Изменить размер шрифта - +
Кто не согласен? Поднять руки, — никто не поднял, и Паша испытал нехорошее злорадство, он просчитал заранее, что за своего приятеля никто не заступиться, потому что не бывает у богатых приятелей, а есть партнеры.

Нехотя поднимает два пальчика чопорный Бартоломеев, единственный сын владельца Дома мод, в котором в умопомрачительно дорогие платья одевалась вся городская элита. На нем костюм из черного шелка и ручной работы безразмерный галстук с золотым шитьем.

— Утюгов жмот, — говорит он. — Занял у меня сотню зеленых и не отдает. Проиграл, говорит. Врет, сивка-бурка!

И полилась симфония. Всех как прорвало, лишь бы дали своего попинать.

— Утюгов скунс! Он него воняет!

— Это от волос!

— А ты его нюхала? Если да, то в каком месте?

Народ расшевелился. Раздался первый хохот. Утюгов сдергивает наушники и бормочет, дегенеративно не выговаривая слова:

— Вы чего, а?

Он не больной. Это у него манера такая, говорить половину слов. Он и пишет так же. Говорят, в министерстве образования готовится проект о том, чтобы писать слова так, как они слышатся. Например: лоп, парахот. Во. Это вот для таких Утюговых. Да и в министерстве, по ходу, такой же Утюгов сидит. И брат его-Эргерон!

Султанов утихомиривает публику, которая поначалу никак не хочет стихать, потом, как ни в чем не бывало, диктует:

— Какой должна быть современная книга? Она должна быть толстой, не менее четырех сотен страниц. За свои деньги читатель хочет иметь толстую книжку. Она должна быть красивой, с цветной обложкой, на которой должен быть нарисован крепкий мужик в форме и женщина желательно безо всякого обмундирования. Что касается содержания, то оно особого значения не имеет.

— А вы про книжки, — бормочет Утюгов, напяливает наушники обратно, а Султанов продолжает:

— Ну что ж вернемся к нашему барану. Кто желает высказаться?

Далее беседу повело совершенно не в ту сторону, куда он предполагал ее повести. Султанов хотел спросить:

— Что вы думаете об Утюгове как о мужчине, способном на самостоятельные поступки?

Но едва он успел произнести "Что вы думаете об Утюгове, как о мужчине", как встала Синькина и сказала:

— Как мужчина он так себе.

Паша так и обмер.

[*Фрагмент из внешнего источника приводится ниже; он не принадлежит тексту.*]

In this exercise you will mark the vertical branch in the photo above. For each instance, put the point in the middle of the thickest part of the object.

Синькина на вид совсем девочка. Невинные анютины глазки, вздернутый носик. А оказывается, ни фига не девочка, и отнюдь не невинная.

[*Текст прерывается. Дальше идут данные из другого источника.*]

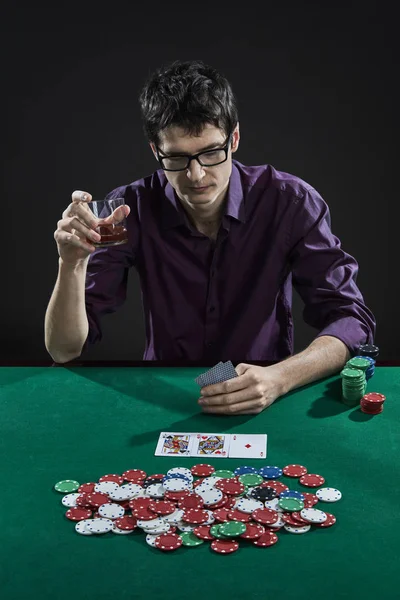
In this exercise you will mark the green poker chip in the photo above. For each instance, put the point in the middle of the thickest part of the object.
(189, 539)
(251, 479)
(67, 485)
(214, 530)
(232, 529)
(291, 504)
(224, 473)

— А мне понравилось, — возражает Селиверстова, богатырь-девка, настоящий баскетболист, ну и вкусы у этого Утюгова. Быстрец бы сказал: "Большой разброс".

— А нет у него никакого вкуса, — неожиданно для себя говорит Султанов.

— Это вы о чем? — удивляется Синькина.

— Сейчас препод скажет, что нам рано думать о сексе, — поддерживает ее баскетболистка.

Подростки выжидательно уставились на него.

— Он скажет, что секс это грязное занятие! — выпалил Сверчков.

Когда все захлопали, Султанова и понесло. Ни секундой раньше, ни секундой позже. А когда его несло, он всегда говорил о Ниле.

— Если кто-то из вас думает, что я сейчас начну ругать секс, не дождетесь! — начал он. — Открою вам одну тайну, о которой вам никто кроме меня не скажет. Секс-это неплохо.

Чего это я, недоуменно подумал он. Его сентенция фурора не произвела. В классе даже сохранился посторонний шум. Ну же я вам!

— Секс начинается с желания, что дальше?

— А дальше ничего особенного! — выкрикнул Сверчков и был наказан учебником по лбу от Прянишниковой.

— За что? — уже на тон ниже проговорил он, потирая ушибленный лоб.